In May 1972, the Meat Control Bill was being debated in Parliament. Members were especially vocal about the lack of enough meat inspectors or proper meat inspection facilities. Others questioned the rationale behind grading meat in several categories. It is the latter that irked Shikuku the most.
And so on one afternoon, Shikuku walked into a butchery in Nakuru and bought a pound of fillet from a carcass labelled Grade One. A few moments later, he sent a friend to buy another pound of meat from another carcass labelled Grade Two from the same butchery.

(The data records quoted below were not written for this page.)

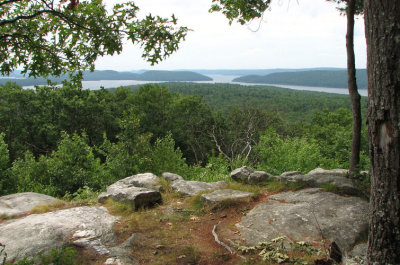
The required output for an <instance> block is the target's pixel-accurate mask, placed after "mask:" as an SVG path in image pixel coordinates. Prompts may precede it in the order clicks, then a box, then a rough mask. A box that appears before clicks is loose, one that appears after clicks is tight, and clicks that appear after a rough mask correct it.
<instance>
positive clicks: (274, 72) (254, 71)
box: [190, 67, 346, 75]
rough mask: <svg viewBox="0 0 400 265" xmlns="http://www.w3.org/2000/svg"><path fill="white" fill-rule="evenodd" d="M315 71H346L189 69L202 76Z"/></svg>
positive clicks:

With the two pieces of meat, Shikuku walked into the local offices of the Kenya Meat Commission, held each piece in one hand, and asked the fellow who graded the meat as to which piece was first or second grade. In his mind though, he knew the grading of each piece — first grade on his right hand and second grade on his left.
The meat grader could not make out which piece was labelled what unless he saw the stamp on the carcass. "But it is all good meat. This is all very good meat for consumption," said the grader. The exasperated legislator then told Parliament to scrap such grading, saying that once meat has been inspected as good to eat, the grading did not matter, as it was only confusing "our mothers who did not go to school".
According to Shikuku, eating any grade of properly-inspected meat had no health implications. In any case, he argued, the rate food decomposes once it leaves the digestive system is the same. "What if I ate continuously first grade meat? Will I put on weight or something or will my blood test be different? Will my haemoglobin be more red than when I eat third or fourth grade meat? Let us have a fixed price so that we do not have [this] cheating," said Shikuku.
Shikuku said the only thing a buyer ought to know is the part of the animal that he wants to consume, say the ox-tail or the head. In his Butere constituency, all a man had to do was slaughter a cow, climb up a tree and make "a funny noise" that is interpreted by others to mean that a cow has been slaughtered.